Interpretive Summary: Campylobacter is an important foodborne pathogen causing more cases of human gastrointestinal illness annually in the United States than any other bacterium. There is a need for a sensitive method for detecting and enumerating all viable campylobacters (healthy as well as stressed cells) resulting from food processing or other environmentally stressful conditions. Biphasic techniques utilizing a liquid broth over a solid agar phase for recovery of campylobacters have been documented to provide more abundant growth of the organism than other methods relying upon selective broth or solid agar recovery alone. The nature of the enrichment process, however, allows most biphasic systems to be used only for detection, not enumeration of the pathogen. We developed a method for enhanced recovery and enumeration of viable campylobacters associated with processed, raw broiler chicken carcasses by combining the enumerative capabilities of a microtiter dilution well assay with biphasic growth conditions. When tested with naturally contaminated poultry carcass rinse samples, significantly more Campylobacter were recovered by the new biphasic technique than traditional plating methods. This new technique will be helpful to scientists and technicians in industry, academia and government who are concerned with determining how many Campylobacter may be present in food products or other stressed environmental samples. This research will be useful in diagnostic work as well as determining the effectiveness of pathogen interventions and processing steps necessary to reduce human exposure to this agent of foodborne illness.
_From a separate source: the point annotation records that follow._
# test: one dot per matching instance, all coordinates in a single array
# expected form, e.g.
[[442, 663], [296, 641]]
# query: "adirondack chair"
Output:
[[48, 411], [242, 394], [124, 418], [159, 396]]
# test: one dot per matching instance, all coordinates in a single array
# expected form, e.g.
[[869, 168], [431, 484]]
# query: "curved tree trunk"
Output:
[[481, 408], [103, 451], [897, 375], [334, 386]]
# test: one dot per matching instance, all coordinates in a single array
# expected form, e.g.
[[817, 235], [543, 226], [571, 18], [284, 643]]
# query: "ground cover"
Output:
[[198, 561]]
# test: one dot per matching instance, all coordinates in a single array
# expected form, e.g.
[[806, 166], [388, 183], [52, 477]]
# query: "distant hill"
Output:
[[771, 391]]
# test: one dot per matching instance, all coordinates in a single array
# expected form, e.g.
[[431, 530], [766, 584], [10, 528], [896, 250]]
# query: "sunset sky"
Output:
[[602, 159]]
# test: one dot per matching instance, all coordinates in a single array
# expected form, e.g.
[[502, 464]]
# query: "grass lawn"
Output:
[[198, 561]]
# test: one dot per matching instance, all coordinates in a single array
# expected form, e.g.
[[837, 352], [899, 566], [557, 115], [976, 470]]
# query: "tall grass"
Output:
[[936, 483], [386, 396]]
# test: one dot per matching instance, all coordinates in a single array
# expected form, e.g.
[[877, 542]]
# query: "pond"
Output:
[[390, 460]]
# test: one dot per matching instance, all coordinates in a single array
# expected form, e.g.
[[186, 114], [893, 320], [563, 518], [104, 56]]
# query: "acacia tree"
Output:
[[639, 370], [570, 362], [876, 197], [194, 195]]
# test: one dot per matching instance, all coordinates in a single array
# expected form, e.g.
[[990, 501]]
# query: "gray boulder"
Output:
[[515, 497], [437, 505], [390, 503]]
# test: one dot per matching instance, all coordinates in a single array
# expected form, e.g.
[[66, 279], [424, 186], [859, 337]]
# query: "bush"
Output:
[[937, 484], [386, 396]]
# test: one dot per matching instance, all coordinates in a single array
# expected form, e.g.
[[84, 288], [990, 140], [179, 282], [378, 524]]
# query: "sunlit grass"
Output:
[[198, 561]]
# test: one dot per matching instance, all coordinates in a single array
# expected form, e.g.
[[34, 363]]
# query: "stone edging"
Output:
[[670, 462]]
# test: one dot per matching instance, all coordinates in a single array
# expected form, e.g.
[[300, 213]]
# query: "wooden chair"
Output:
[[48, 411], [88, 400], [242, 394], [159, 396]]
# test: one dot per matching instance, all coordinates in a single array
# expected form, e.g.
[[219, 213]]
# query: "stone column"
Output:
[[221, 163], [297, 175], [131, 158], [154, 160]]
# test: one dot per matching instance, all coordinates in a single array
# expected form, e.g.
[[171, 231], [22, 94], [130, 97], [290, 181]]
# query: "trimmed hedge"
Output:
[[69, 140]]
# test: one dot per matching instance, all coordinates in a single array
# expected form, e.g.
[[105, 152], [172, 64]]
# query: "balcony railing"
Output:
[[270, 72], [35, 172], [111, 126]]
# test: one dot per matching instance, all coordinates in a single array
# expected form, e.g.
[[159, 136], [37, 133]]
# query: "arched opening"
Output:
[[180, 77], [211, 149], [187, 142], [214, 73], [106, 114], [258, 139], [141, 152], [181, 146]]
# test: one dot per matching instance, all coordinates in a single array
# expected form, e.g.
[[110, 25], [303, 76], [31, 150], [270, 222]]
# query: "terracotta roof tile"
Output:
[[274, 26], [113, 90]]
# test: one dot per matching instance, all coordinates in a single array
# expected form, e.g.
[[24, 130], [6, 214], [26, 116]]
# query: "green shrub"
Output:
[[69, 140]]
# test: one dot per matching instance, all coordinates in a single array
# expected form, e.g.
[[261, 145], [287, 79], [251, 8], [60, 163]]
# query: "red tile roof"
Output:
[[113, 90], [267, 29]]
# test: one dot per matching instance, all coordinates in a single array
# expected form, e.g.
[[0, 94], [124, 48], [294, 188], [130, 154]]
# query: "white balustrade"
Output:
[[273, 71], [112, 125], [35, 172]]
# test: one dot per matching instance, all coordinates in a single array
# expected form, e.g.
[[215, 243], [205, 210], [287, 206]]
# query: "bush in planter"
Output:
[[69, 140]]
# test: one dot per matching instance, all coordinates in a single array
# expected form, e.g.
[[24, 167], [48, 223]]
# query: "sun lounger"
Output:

Technical Abstract: We developed a biphasic method for recovery and enumeration of campylobacters. The biphasic system was composed of 96-well microtiter plates containing Campy-Line Agar (CLA) prepared 2X for all ingredients except for 1X agar (0.1 ml per well). Samples of pure Campylobacter spp. isolates, post-chill chicken carcass rinse, or spiked carcass rinse were prepared in either twofold or fivefold dilution series across separate 96-well plates and directly transferred (0.1 ml) to the agar-containing microtiter plates to create the biphasic system. Biphasic plates were incubated for up to 48 h at 42oC either aerobically or microaerobically in a gas mixture of 5% O2, 10% CO2 and 85% N2. Wells in plates incubated aerobically were covered with 0.1 ml of sterile mineral oil prior to incubation. Results from the biphasic system were compared to standard direct surface plating methods on CLA in Petri dishes incubated similarly under microaerobic conditions. Enumeration was easily accomplished by observing the color change in the biphasic wells due to the ability of campylobacters to reduce the colorless triphenyltetrazolium chloride (TTC) in the CLA to red-colored formazan compounds. Estimation of campylobacter populations were accomplished by noting the most dilute wells demonstrating growth or by inoculating replicate wells and deriving an MPN estimation. Campylobacter was recovered in the aerobic biphasic plates; however, significantly greater Campylobacter recovery was obtained in the biphasic plates incubated microaerobically (p<0.05). Significantly higher numbers of injured campylobacters from chicken carcass rinse samples were recovered by the biphasic method compared to conventional plating techniques (p<0.05).